Pour appréhender un peu les périodes anciennes et essayer de comprendre pourquoi, soudain, les hommes choisissent d'abandonner un lieu habité depuis des lustre, il faut, je pense, essayer de savoir ce qui préoccupait majoritairement les pensées de ces gens si éloignés de nous.
Je ne sais pas si nous avons des exemples en Europe ou au Proche Orient de cités "soudainement" abandonnées par leurs habitants. Mais certaines histoires ont des traits communs.
Par exemple : la civilisation minoenne. Son effondrement, en un demi-siècle, a été provoqué à la base par une catastrophe naturelle, l'éruption du Santorin dans l'île de Théra, dont les conséquences (séismes, tsunamis, pluies diluviennes, modification du climat sur plusieurs années) ont ravagé la Crète. Cependant, cet événement reste factuel. Bien que durement touchés, les Minoens auraient pu surmonter l'épreuve, ils en avaient les moyens "intellectuels" et probablement techniques. Après tout, l'éruption du Vésuve a englouti quelques villes mais n'a pas signé l'arrêt de mort de l'Empire Romain (plus grand il est vrai). C'est donc que, dans le cas des Minoens comme dans celui très probable des Mayas, il y a quelque chose en plus. Personnellement, je pense qu'il faut regarder du côté de l'organisation de l'état et du système religieux qui lui est lié. Dans les deux cas, Mayas et Minoens, nous avons un pouvoir central extrêmement autoritaire et puissant, florissant, en relation directe avec les dieux et les éléments naturels. Tant que le peuple parvient à survivre à peu près correctement même si, n'en doutons pas, la contestation est une chose vieille comme l'être humain, l'ordre se maintient. Mais quand se produit la catastrophe (quelle qu'elle soit, éruption, séisme, sécheresse...), le pouvoir s'avère incapable de contrer l'adversité (qui le pourrait !) et de soulager son peuple, le peuple se retourne contre lui d'une façon plus ou moins violente. En somme, c'est plus ou moins l'histoire de la Révolution Française, même si c'est un rapprochement un peu "rapide". Cela ne se traduit pas nécessairement par des massacres à grande échelle, mais plutôt par quelques pratiques sporadiques violentes (quelques assassinats ciblés, cannibalisme isolé...) et par un déclin rapide (moins d'un siècle) pour un retour à des modes de vie plus modestes. Suit en général l'émergence d'une autre civilisation à quelques distances de là (les Grecs dans le cas des Minoens, les Toltèques, je crois, dans le cas des Mayas).
Sans remonter aussi loin, quelqu'un parlait des mauvaises récoltes et de l'épidémie de peste du XIVe siècle. Plus que les guerres (qui n'ont certes pas arrangé les choses), elles ont en tout cas suffi à changer radicalement toute l'imagerie religieuse : danses macabres, transis, visions cauchemardesques de l'enfer, etc. Et il a fallu trois siècles à la démographie française pour s'en remettre.

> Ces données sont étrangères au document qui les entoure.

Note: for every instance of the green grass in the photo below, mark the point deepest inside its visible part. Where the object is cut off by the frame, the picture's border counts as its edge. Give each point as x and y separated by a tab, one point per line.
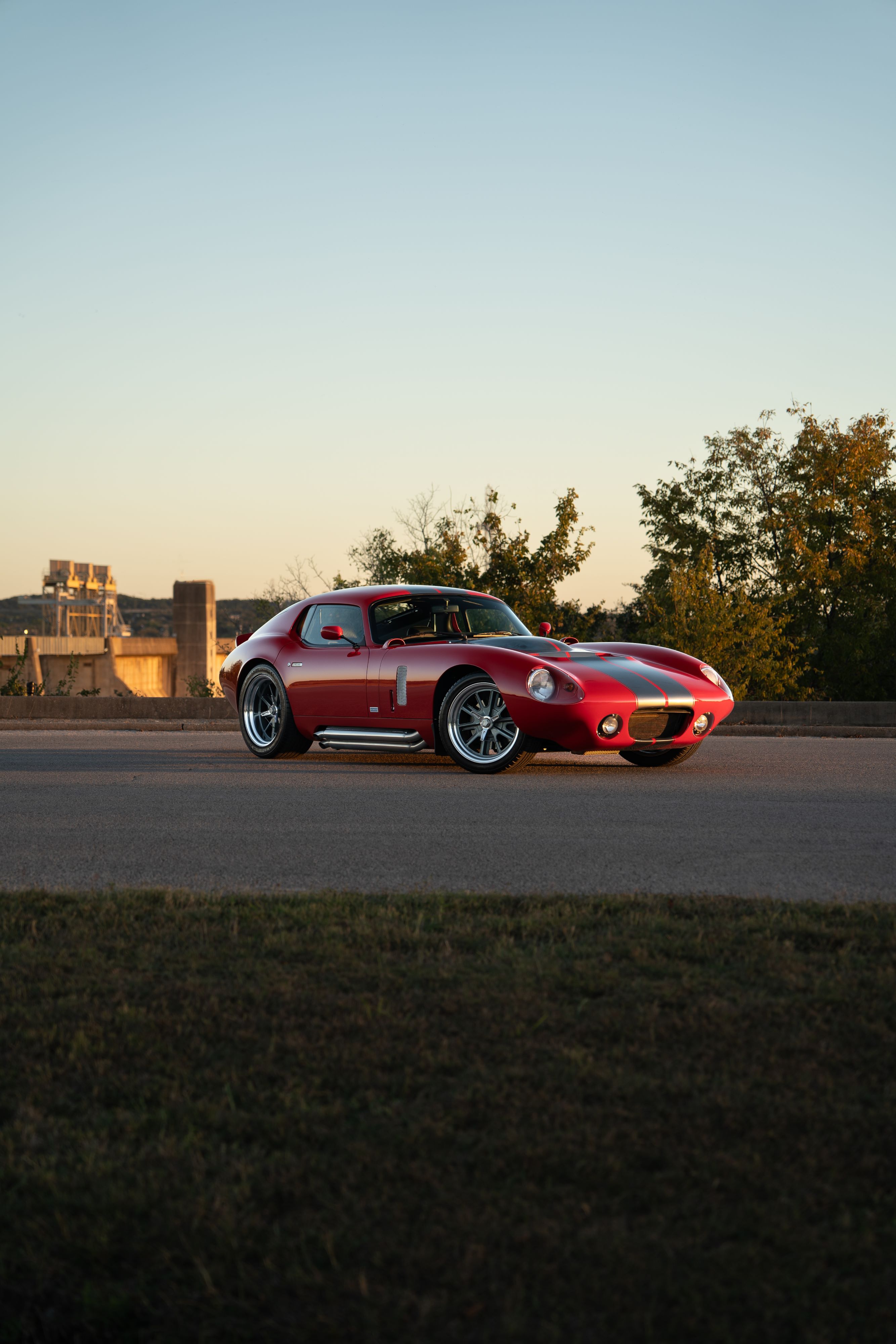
446	1119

Donc, en ce qui concerne Caral, il est bien possible que son déclin rapide ait été amorcé par un violent séisme suivi de changements radicaux de l'écosystème. Les habitants l'auraient a priori désertée déjà pour pouvoir manger à leur faim. Pour présumer du reste, il faudrait avoir une idée de la façon dont cette cité était dirigée et des cultes qui y étaient pratiqués.